Entertainment

'Fruitvale Station' Is Raw and Powerful

by Maitri Suhas

On New Year's Day in 2009, Oscar Grant was fatally shot by a police officer after reports of an altercation on the San Francisco BART. On Friday July 12, director Ryan Coogler is premiering a film based on the event. Called Fruitvale Station for where the shooting occurred, critics are already hailing Michael B. Jordan's performance as one of the best and most complex of the year.

Witnesses captured the shooting of Grant that January four years ago on their cellphones, and Coogler begins Fruitvale Station with cellphone video footage of the altercation. However, Fruitvale Station is not a story about the aftermath of the shooting, which was marked by both riots and peaceful protests and a high-profile trial of the officer who shot Grant, but is instead a look back at the last day of Grant's life.

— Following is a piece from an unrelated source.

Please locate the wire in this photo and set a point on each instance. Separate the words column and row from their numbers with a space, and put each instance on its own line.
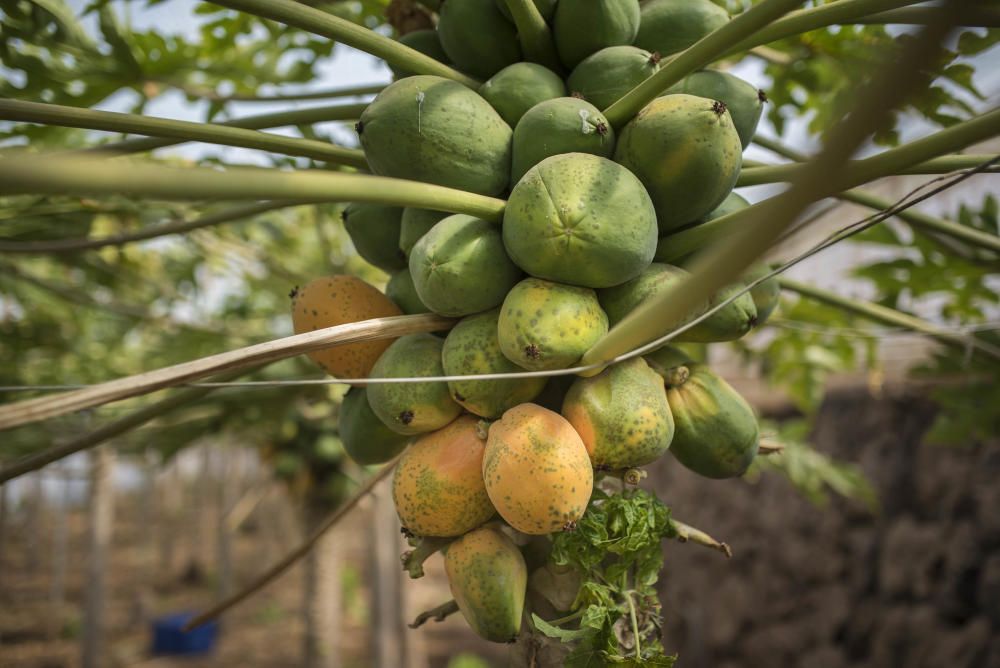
column 908, row 200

Grant, only 22, was unarmed when shot. His death was and still remains a glaring reminder of the racial tensions between police and young people of color. Coogler noted that he himself felt “angry, frustrated, scared, and more than anything filled with questions as to how this could happen," and chose to focus on the events of the last day of Grant's life, not in an effort to make him a martyr, but to expose his humanity.

Fruitvale Station premieres on Friday July 12. It won the US Grand Jury Prize at this year's Cannes Film Festival.